Super Storm Sandy changed our experience in FEMA Corps.  We were no longer waiting, but rushing up to New York City with what seemed like no plan of attack.  There was no organization, except for what we fought for and claimed as our own.

Training will only get you so far in a disaster.  Until you discover yourself in the midst of the chaos, you never know what will happen when the [edit] hits the fan.  I found that none of us were prepared for what we were facing.  I wasn’t ready for the struggles of leading a team in one of the most stressful situations we could find ourselves in.  And we were trained for this.

Through the struggles, I discovered the courage of my team, the young men and women that surrounded me.  I saw their strength as they came together and charged head-long into the fray.

I’ve learned a lot over this past year.  Courage.  Fear.  Love.  Community.

I’ve started writing my story, searching for and discovering the connections between my physical journeys and my faith.  I have seen the mountain peaks and darkest valleys with fresh eyes and have rediscovered God again and again.

I have begun writing not to boast about all the cool things I have done, but to empower a generation to serve.  You do not have to be part of the military to have war stories, but you must engage in the fight.

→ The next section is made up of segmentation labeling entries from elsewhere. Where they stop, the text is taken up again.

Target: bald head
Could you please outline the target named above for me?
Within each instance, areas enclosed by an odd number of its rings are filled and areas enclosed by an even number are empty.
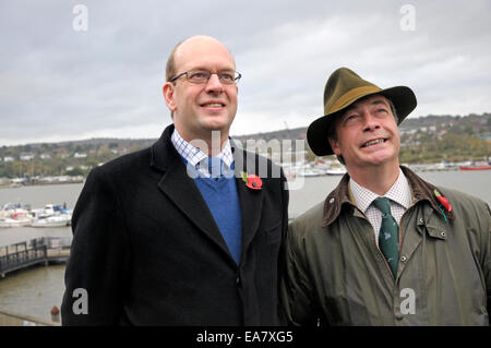
[[[172,52],[170,52],[166,65],[166,81],[169,81],[177,75],[178,69],[183,63],[183,57],[187,57],[192,52],[204,52],[206,50],[209,50],[211,47],[215,51],[219,50],[226,52],[226,55],[228,55],[233,61],[233,57],[231,56],[228,48],[225,47],[225,45],[219,40],[207,35],[194,35],[177,44]]]

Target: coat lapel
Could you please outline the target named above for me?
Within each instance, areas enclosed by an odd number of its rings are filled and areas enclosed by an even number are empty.
[[[204,232],[231,259],[206,202],[170,142],[172,131],[173,125],[168,127],[159,141],[152,147],[152,166],[164,172],[158,188],[200,231]]]
[[[242,216],[242,259],[247,255],[248,248],[254,238],[260,220],[263,203],[263,190],[249,189],[242,180],[241,171],[251,175],[256,171],[254,154],[244,152],[232,143],[235,175],[237,182],[237,191],[239,194],[241,216]],[[252,170],[252,171],[248,171]]]

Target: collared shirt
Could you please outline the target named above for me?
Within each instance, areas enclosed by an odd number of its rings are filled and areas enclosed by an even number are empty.
[[[370,224],[373,226],[375,232],[375,242],[379,245],[379,232],[382,226],[382,213],[372,204],[375,199],[379,197],[376,193],[361,187],[352,178],[349,179],[349,188],[351,190],[352,196],[357,206],[367,216]],[[399,176],[396,182],[388,189],[383,195],[387,197],[391,203],[391,214],[396,219],[397,224],[400,225],[400,218],[404,212],[411,204],[411,189],[403,170],[399,168]]]
[[[197,169],[197,171],[206,178],[209,178],[212,176],[207,166],[207,154],[183,140],[177,129],[173,130],[172,135],[170,136],[170,141],[172,142],[172,145],[173,147],[176,147],[176,151],[179,153],[179,155],[181,155],[188,161],[188,166],[192,166],[193,168]],[[231,168],[231,165],[233,164],[233,155],[231,152],[229,139],[227,139],[224,148],[216,157],[221,159],[224,164],[224,171]]]

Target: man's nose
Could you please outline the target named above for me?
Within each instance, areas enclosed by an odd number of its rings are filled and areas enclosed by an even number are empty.
[[[209,80],[206,83],[206,92],[208,93],[221,93],[224,92],[224,85],[217,74],[212,73]]]

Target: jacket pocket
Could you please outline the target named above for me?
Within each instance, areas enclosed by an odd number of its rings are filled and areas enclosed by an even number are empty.
[[[273,244],[282,239],[282,221],[278,221],[273,227],[264,229],[264,235],[266,237],[266,243]]]

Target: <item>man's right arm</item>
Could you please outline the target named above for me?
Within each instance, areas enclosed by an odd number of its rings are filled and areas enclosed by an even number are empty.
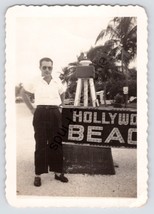
[[[30,99],[27,95],[27,92],[24,88],[21,89],[20,91],[22,99],[24,101],[24,103],[26,104],[26,106],[29,108],[29,110],[31,111],[32,114],[34,114],[35,112],[35,108],[33,107],[32,103],[30,102]]]

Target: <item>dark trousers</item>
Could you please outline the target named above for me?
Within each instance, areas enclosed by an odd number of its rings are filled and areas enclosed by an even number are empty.
[[[35,174],[49,171],[62,173],[63,150],[59,137],[61,114],[58,107],[38,106],[33,118],[35,147]]]

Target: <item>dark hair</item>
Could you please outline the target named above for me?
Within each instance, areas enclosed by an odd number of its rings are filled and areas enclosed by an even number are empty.
[[[51,62],[53,64],[52,59],[50,59],[48,57],[43,57],[42,59],[40,59],[40,66],[41,66],[41,64],[42,64],[43,61]]]

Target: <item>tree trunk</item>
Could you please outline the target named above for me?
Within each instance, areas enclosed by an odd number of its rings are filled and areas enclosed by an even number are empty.
[[[103,99],[104,99],[104,106],[106,106],[106,82],[104,83],[104,96],[103,96]]]

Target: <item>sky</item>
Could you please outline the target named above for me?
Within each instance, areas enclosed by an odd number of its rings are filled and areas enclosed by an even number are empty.
[[[40,75],[39,60],[50,57],[59,75],[88,51],[112,17],[19,17],[16,19],[16,82]],[[102,42],[102,41],[101,41]],[[100,44],[101,44],[100,42]]]

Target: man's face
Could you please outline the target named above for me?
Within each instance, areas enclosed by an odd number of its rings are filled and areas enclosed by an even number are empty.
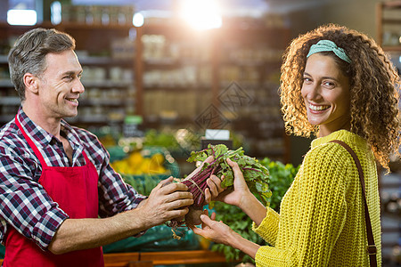
[[[77,55],[72,50],[52,53],[46,55],[45,62],[46,69],[38,77],[40,111],[48,118],[77,116],[78,99],[85,91]]]

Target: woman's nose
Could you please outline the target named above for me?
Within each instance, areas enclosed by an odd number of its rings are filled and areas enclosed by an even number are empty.
[[[74,86],[72,87],[72,90],[74,92],[82,93],[85,92],[85,87],[84,85],[82,85],[82,82],[80,79],[78,79],[77,82],[75,83]]]
[[[319,85],[311,85],[308,86],[307,97],[308,100],[315,100],[320,97]]]

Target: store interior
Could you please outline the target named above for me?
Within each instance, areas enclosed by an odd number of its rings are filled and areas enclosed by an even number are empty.
[[[0,125],[20,103],[10,81],[8,51],[18,36],[37,27],[54,28],[76,39],[86,92],[78,117],[67,121],[94,133],[113,167],[143,193],[164,177],[190,174],[195,166],[186,159],[205,146],[202,140],[224,140],[261,161],[296,170],[312,139],[286,134],[278,89],[282,53],[299,34],[326,23],[355,28],[372,36],[401,69],[400,1],[196,2],[2,1]],[[12,11],[17,12],[14,17]],[[19,20],[29,16],[18,11],[35,11],[34,18]],[[208,135],[210,129],[217,131]],[[391,174],[380,171],[383,266],[401,264],[400,165],[394,159]],[[160,238],[164,231],[158,231]],[[141,246],[145,252],[168,252],[170,246],[173,254],[211,246],[202,239],[194,245],[191,235],[179,243],[170,232],[168,241],[151,234],[145,245],[119,244],[105,253],[135,253]],[[219,263],[183,260],[159,265],[228,266],[223,258]],[[238,264],[238,259],[228,260]],[[116,263],[109,266],[123,266]]]

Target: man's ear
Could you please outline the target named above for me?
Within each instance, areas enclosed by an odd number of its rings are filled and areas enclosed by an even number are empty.
[[[39,90],[39,80],[32,73],[25,73],[23,77],[25,90],[29,91],[33,93],[37,93]]]

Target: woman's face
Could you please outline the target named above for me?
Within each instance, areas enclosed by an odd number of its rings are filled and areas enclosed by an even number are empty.
[[[304,72],[301,93],[307,120],[319,125],[320,137],[350,128],[349,79],[331,56],[309,56]]]

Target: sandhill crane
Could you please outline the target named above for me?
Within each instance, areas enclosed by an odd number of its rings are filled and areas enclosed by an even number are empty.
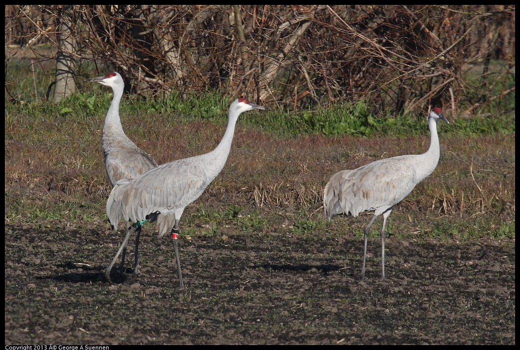
[[[226,132],[211,152],[167,163],[133,180],[123,179],[118,183],[107,203],[107,216],[113,228],[122,216],[126,222],[135,224],[128,230],[121,248],[105,272],[107,280],[110,281],[110,270],[132,232],[138,229],[146,220],[157,220],[159,224],[159,237],[172,232],[179,284],[181,288],[184,288],[177,239],[179,219],[186,206],[197,199],[222,170],[231,149],[238,116],[253,109],[265,108],[245,98],[235,100],[231,104]]]
[[[105,167],[111,186],[113,187],[121,179],[133,179],[157,166],[155,161],[127,137],[123,131],[121,120],[119,118],[119,102],[123,96],[125,83],[121,75],[117,72],[111,72],[103,76],[87,79],[85,81],[96,82],[110,86],[114,93],[112,103],[105,119],[101,138]],[[116,224],[115,227],[117,227]],[[128,228],[127,226],[126,229]],[[138,230],[135,238],[135,274],[137,274],[139,233],[140,231]],[[120,266],[122,274],[124,269],[126,255],[126,245],[125,245]]]
[[[330,221],[333,215],[374,211],[374,216],[363,230],[365,249],[361,276],[365,277],[367,243],[370,227],[378,215],[383,214],[381,228],[381,280],[385,279],[385,227],[386,218],[394,204],[410,193],[418,183],[431,174],[439,161],[439,137],[437,122],[449,122],[440,108],[434,108],[428,115],[431,134],[430,148],[422,154],[399,155],[369,163],[354,170],[344,170],[334,174],[325,186],[323,206]]]

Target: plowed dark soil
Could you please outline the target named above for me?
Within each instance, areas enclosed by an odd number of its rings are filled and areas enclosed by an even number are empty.
[[[181,240],[180,290],[171,239],[141,237],[111,285],[121,237],[6,225],[6,344],[515,343],[514,241],[390,238],[381,281],[378,239],[363,279],[361,239],[231,229]]]

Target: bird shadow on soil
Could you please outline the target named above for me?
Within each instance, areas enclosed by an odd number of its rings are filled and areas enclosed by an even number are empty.
[[[296,265],[288,264],[284,265],[264,264],[263,265],[254,266],[252,267],[253,268],[265,268],[275,271],[295,271],[296,272],[305,272],[315,269],[323,273],[326,275],[329,273],[338,271],[342,268],[341,266],[336,265],[308,265],[306,264],[300,264]]]
[[[102,271],[105,269],[102,266],[77,266],[74,263],[69,261],[64,264],[58,264],[57,267],[69,270],[82,269],[83,271],[77,273],[70,273],[62,275],[53,275],[47,276],[38,276],[35,279],[46,280],[52,279],[60,282],[68,282],[70,283],[91,283],[106,281]],[[93,272],[85,272],[92,271]],[[116,279],[117,280],[118,279]],[[122,278],[122,281],[124,279]],[[119,282],[119,281],[118,281]]]

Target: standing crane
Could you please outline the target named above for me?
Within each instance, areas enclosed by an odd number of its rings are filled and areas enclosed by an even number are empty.
[[[171,231],[179,270],[181,288],[184,288],[179,257],[179,219],[184,209],[197,200],[217,175],[227,160],[231,149],[235,127],[239,115],[253,109],[265,108],[245,98],[235,100],[229,106],[227,127],[217,147],[211,152],[162,164],[133,180],[120,180],[112,190],[107,203],[107,216],[112,228],[117,227],[122,216],[127,223],[134,223],[128,229],[121,247],[105,271],[110,281],[110,270],[126,245],[132,232],[146,221],[157,221],[159,237]],[[136,266],[137,265],[136,255]]]
[[[121,74],[117,72],[111,72],[103,76],[87,79],[85,81],[96,82],[102,85],[110,86],[113,92],[112,103],[105,119],[103,134],[101,137],[105,167],[112,188],[122,179],[133,179],[157,166],[155,161],[132,142],[123,131],[121,120],[119,118],[119,102],[123,96],[125,83]],[[117,226],[116,224],[115,227],[117,228]],[[127,223],[127,230],[128,228]],[[137,273],[137,254],[139,251],[140,232],[140,231],[138,230],[135,237],[136,263],[134,269],[134,274]],[[121,265],[120,266],[121,274],[124,269],[126,255],[126,244],[123,249]]]
[[[383,214],[381,228],[381,280],[385,277],[385,227],[386,218],[393,206],[410,193],[415,186],[433,172],[439,161],[439,137],[437,122],[448,124],[440,108],[434,108],[428,115],[431,134],[430,148],[422,154],[407,154],[381,159],[354,170],[343,170],[331,178],[323,191],[325,216],[349,213],[356,217],[359,213],[374,211],[374,216],[365,228],[365,249],[361,276],[365,277],[367,243],[370,227]]]

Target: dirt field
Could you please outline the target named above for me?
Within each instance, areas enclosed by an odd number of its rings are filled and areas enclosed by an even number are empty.
[[[389,238],[381,281],[379,239],[362,279],[360,239],[229,228],[180,241],[181,290],[171,239],[141,237],[110,285],[121,237],[6,225],[6,344],[515,343],[514,241]]]

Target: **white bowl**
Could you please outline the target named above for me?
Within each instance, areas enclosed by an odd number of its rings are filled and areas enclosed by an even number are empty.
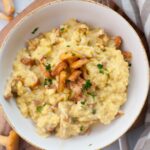
[[[54,136],[44,138],[36,133],[32,121],[22,116],[15,100],[6,101],[3,98],[4,87],[10,76],[16,53],[25,46],[25,42],[39,32],[49,31],[70,18],[76,18],[94,27],[104,28],[110,35],[120,35],[123,38],[123,49],[132,52],[128,100],[122,107],[125,115],[114,120],[110,125],[95,127],[90,135],[66,140]],[[31,31],[35,27],[39,27],[39,31],[36,35],[32,35]],[[149,87],[147,56],[134,29],[112,9],[94,2],[81,0],[51,2],[24,17],[10,31],[2,45],[0,72],[0,103],[10,124],[26,141],[48,150],[93,150],[114,142],[131,127],[138,117],[145,103]],[[92,145],[89,146],[89,144]]]

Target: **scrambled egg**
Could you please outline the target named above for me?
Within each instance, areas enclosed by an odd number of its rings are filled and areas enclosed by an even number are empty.
[[[68,52],[88,59],[86,75],[77,69],[78,79],[66,79],[60,92],[59,75],[51,76],[51,71]],[[114,38],[71,19],[19,51],[5,94],[16,98],[39,134],[68,138],[86,133],[96,123],[110,124],[127,99],[128,78],[128,62]]]

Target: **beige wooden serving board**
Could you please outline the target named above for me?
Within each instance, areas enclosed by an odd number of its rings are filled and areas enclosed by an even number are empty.
[[[0,45],[2,45],[2,42],[5,40],[5,37],[7,36],[8,32],[26,15],[28,15],[31,11],[33,11],[34,9],[48,4],[50,2],[52,2],[54,0],[35,0],[31,5],[29,5],[26,9],[24,9],[19,15],[17,15],[8,25],[6,25],[6,27],[0,32]],[[114,9],[115,11],[119,12],[123,17],[125,17],[132,26],[134,26],[134,28],[136,29],[136,31],[139,33],[142,41],[144,41],[144,46],[147,49],[147,53],[148,53],[148,47],[147,47],[147,43],[145,42],[145,36],[144,34],[137,29],[137,27],[131,22],[131,20],[129,20],[129,18],[127,18],[127,16],[122,12],[122,10],[120,10],[114,3],[112,0],[110,1],[106,1],[106,0],[99,0],[101,3],[103,3],[104,5],[107,5],[109,7],[111,7],[112,9]],[[149,56],[149,54],[148,54]],[[1,109],[1,107],[0,107]],[[145,113],[146,113],[146,105],[143,108],[143,111],[141,112],[141,115],[139,116],[138,120],[136,121],[136,123],[133,125],[133,127],[138,126],[139,124],[141,124],[144,121],[145,118]]]

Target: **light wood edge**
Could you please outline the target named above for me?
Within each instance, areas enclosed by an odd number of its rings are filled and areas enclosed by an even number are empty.
[[[2,29],[0,32],[0,46],[2,45],[3,41],[5,40],[5,37],[9,33],[9,31],[27,14],[29,14],[34,9],[41,7],[42,5],[45,5],[47,3],[50,3],[54,0],[35,0],[33,3],[31,3],[27,8],[25,8],[21,13],[19,13],[12,21],[10,21],[6,27]]]

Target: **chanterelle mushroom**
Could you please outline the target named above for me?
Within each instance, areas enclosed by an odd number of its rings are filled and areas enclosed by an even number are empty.
[[[6,147],[6,150],[19,149],[19,136],[15,131],[10,131],[9,136],[0,135],[0,144]]]

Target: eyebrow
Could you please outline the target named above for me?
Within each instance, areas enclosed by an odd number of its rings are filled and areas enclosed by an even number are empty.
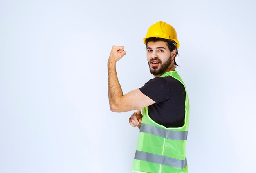
[[[157,47],[156,48],[155,48],[156,49],[165,49],[166,50],[166,49],[164,47]],[[148,47],[147,48],[147,50],[148,49],[152,49],[152,48],[150,47]]]

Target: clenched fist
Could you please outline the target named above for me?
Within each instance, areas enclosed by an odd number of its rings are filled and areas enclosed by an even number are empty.
[[[134,112],[130,117],[129,123],[132,126],[137,126],[140,129],[142,120],[142,115],[140,112],[140,109],[138,109],[137,112]]]
[[[124,50],[124,47],[121,46],[113,46],[108,61],[116,63],[124,56],[126,52]]]

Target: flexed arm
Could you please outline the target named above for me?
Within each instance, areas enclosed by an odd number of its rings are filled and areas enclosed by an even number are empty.
[[[115,112],[138,109],[155,103],[138,88],[124,95],[117,78],[116,64],[126,53],[124,46],[113,46],[108,62],[109,105],[110,110]]]

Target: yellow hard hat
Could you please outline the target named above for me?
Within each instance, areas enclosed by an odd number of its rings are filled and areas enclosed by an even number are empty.
[[[177,33],[173,26],[162,21],[153,24],[148,28],[146,37],[143,39],[144,44],[148,38],[161,38],[173,40],[177,43],[177,48],[180,46]]]

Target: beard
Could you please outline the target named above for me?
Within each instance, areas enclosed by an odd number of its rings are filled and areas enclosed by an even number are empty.
[[[150,60],[150,62],[151,62],[151,61],[153,60],[157,60],[159,61],[159,64],[157,66],[153,66],[152,67],[150,67],[150,63],[148,61],[148,65],[149,66],[149,71],[151,74],[153,75],[154,76],[157,76],[159,74],[160,74],[162,73],[163,73],[164,71],[168,68],[170,64],[171,64],[171,56],[170,56],[169,59],[165,62],[164,62],[164,63],[162,64],[162,61],[158,59],[157,58],[154,58],[154,59],[152,59]],[[160,67],[159,66],[160,66]]]

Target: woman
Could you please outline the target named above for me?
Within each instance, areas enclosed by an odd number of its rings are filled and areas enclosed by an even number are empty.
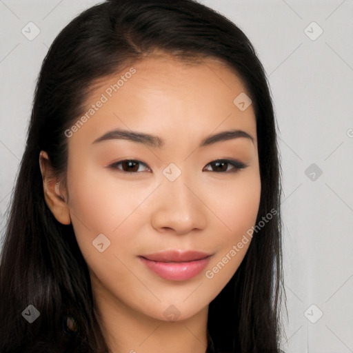
[[[279,204],[245,34],[192,0],[85,10],[39,77],[0,352],[279,352]]]

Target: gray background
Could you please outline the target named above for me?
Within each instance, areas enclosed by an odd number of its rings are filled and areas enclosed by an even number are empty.
[[[0,0],[1,235],[42,60],[59,32],[99,2]],[[272,92],[284,192],[283,349],[353,352],[353,1],[201,2],[244,31]],[[35,34],[30,21],[40,30],[32,40],[21,32]]]

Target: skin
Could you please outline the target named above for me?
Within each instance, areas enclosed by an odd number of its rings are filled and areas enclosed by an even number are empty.
[[[136,73],[68,139],[66,188],[55,187],[60,181],[50,178],[48,156],[41,154],[46,201],[58,221],[72,224],[114,353],[165,352],[167,347],[170,353],[204,353],[208,305],[250,245],[213,278],[205,276],[254,225],[261,179],[252,105],[241,111],[233,103],[246,92],[244,84],[216,60],[203,61],[186,65],[156,54],[133,65]],[[129,68],[98,82],[88,110]],[[115,128],[158,135],[165,146],[126,139],[92,143]],[[234,129],[254,142],[239,137],[198,147],[210,134]],[[219,159],[247,167],[228,164],[217,172],[210,163]],[[137,164],[134,174],[124,173],[121,164],[108,168],[125,159],[147,166]],[[181,172],[174,181],[163,173],[170,163]],[[99,234],[110,241],[102,252],[92,245]],[[200,274],[181,281],[159,277],[137,257],[171,249],[212,256]],[[171,305],[179,314],[174,322],[164,314]]]

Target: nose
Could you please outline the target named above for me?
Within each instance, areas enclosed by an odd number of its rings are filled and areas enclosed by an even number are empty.
[[[193,186],[183,174],[174,181],[163,180],[152,201],[152,227],[159,232],[176,234],[204,229],[207,207],[202,202],[202,188],[199,183],[197,185]]]

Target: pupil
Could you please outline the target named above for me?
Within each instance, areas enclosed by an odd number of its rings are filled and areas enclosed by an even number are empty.
[[[226,164],[226,162],[215,162],[214,164],[216,165],[216,168],[222,169],[222,167],[224,167],[224,165]]]
[[[132,161],[129,161],[128,162],[124,162],[125,167],[128,167],[128,169],[130,169],[130,170],[133,170],[134,168],[136,169],[136,165],[137,163],[136,162],[134,162]]]

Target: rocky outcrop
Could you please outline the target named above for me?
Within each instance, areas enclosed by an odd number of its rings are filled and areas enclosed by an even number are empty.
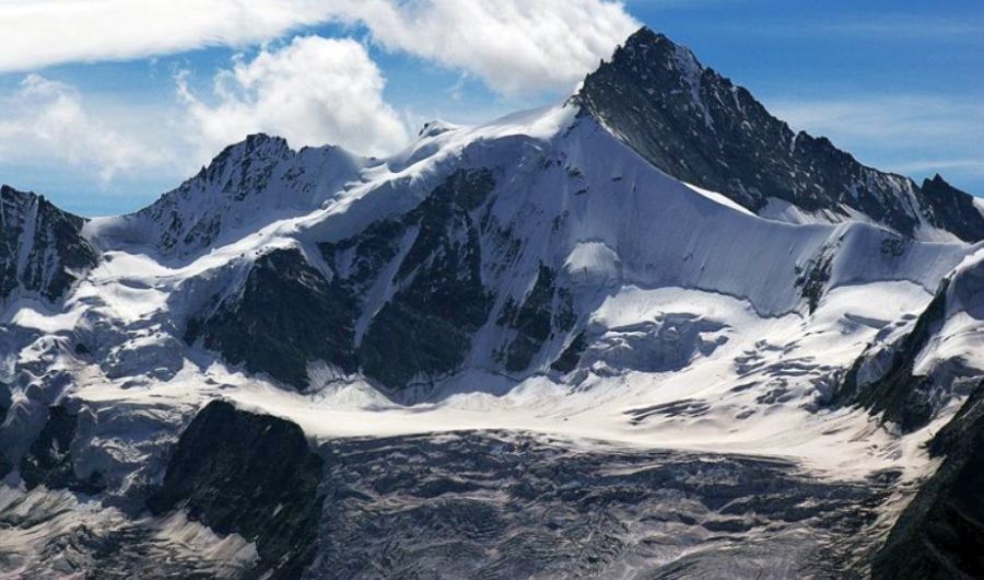
[[[946,318],[947,288],[944,281],[936,297],[916,320],[912,330],[893,347],[888,368],[876,380],[862,382],[860,370],[870,352],[864,352],[847,371],[833,403],[859,405],[872,415],[882,415],[894,422],[902,432],[924,427],[933,418],[938,404],[934,404],[933,380],[913,372],[916,357]]]
[[[774,198],[832,221],[860,212],[905,236],[926,225],[984,239],[984,216],[969,194],[936,182],[919,188],[823,137],[794,132],[746,89],[648,28],[589,74],[575,100],[664,172],[752,211]]]
[[[48,489],[71,489],[83,494],[103,490],[103,478],[94,471],[87,478],[75,475],[72,442],[79,416],[67,407],[51,407],[40,434],[21,460],[21,478],[27,489],[44,485]]]
[[[14,293],[61,298],[97,262],[84,224],[44,196],[0,187],[0,301]]]
[[[984,577],[984,385],[930,441],[942,464],[872,560],[875,580]]]
[[[242,289],[189,322],[185,338],[303,390],[315,360],[355,370],[354,317],[353,298],[300,250],[272,250],[253,264]]]
[[[296,425],[213,401],[181,433],[148,504],[255,542],[257,576],[297,578],[318,548],[323,464]]]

I have learned to fight for what matters.  I have put my heart out and loved only to come out of the fight bloodied, bruised and broken.  I have learned to tear down the walls and reveal the scars that make me who I am, revealing that I am just a man.

I have loved again.  And again.  And again.

I have learned what it is to love.  To give yourself to someone and trust in them.  Long conversations have revealed that I still love, and will continue to love even if it brings me to my end, for that is what God calls us to do.  Love.

In my writings, I have revealed the darkest parts of my life.  It’s part of who I am.  I can no longer ignore it, but embrace it.

In discovering our past, we find ourselves.  We begin to know who we have become.  Through this, we reveal where we are heading.

This New Year is about looking forwards, to writing our stories within our own hearts and embracing what we have become.  I look forwards to discovering where God will lead my feet, for the future is uncertain, but I face it with the knowledge that I am loved.